- Comune di Lascari
- Lascari Location within Italy Lascari Location within Sicily
- Coordinates: 38°0′N 13°56′E﻿ / ﻿38.000°N 13.933°E
- Country: Italy
- Region: Sicily
- Metropolitan city: Palermo (PA)

Area
- • Total: 10.4 km^{2} (4.0 sq mi)

Population (April 2019)
- • Total: 3,635
- • Density: 350/km^{2} (905/sq mi)
- Demonym: Lascaresi
- Time zone: UTC+1 (CET)
- • Summer (DST): UTC+2 (CEST)
- Postal code: 90010
- Dialing code: 0921
- Website: Official website

= Lascari =

Lascari (Sicilian: Làschiri) is a comune (municipality) in the Metropolitan City of Palermo in the Italian region Sicily, located about 50 km east of Palermo. As of 30 November 2016, it had a population of 3,602 and an area of 10.4 km2.

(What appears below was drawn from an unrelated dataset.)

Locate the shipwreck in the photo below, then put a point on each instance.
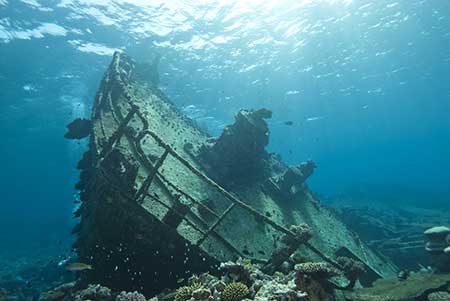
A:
(161, 199)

Lascari borders the following municipalities: Campofelice di Roccella, Cefalù, Collesano, Gratteri.

==History==

In 1693, a group of peasants moved from Gratteri in the mountains, to a zone near the sea. They began to build houses around an existing bell tower. Baron Gaetano Ventimiglia gave the new hamlet the name of Lascari, in honor of his descent from the strain of Lascari's emperors of Constantinople. In 1840 Lascari became independent from Gratteri and in 1890 the right to a territory was granted but only in 1924 the town obtained it. Today the territory is about 10.4 km2 with a population of 3,500. Lascari is located 50 km east of Palermo, the capital city of Sicily. During these last years a lot of detached or semi-detached houses have been built near the beaches, so in the summer a lot of holiday-makers come here from Palermo or other towns in the centre of Sicily. The town hall is in "Aldo Moro" square.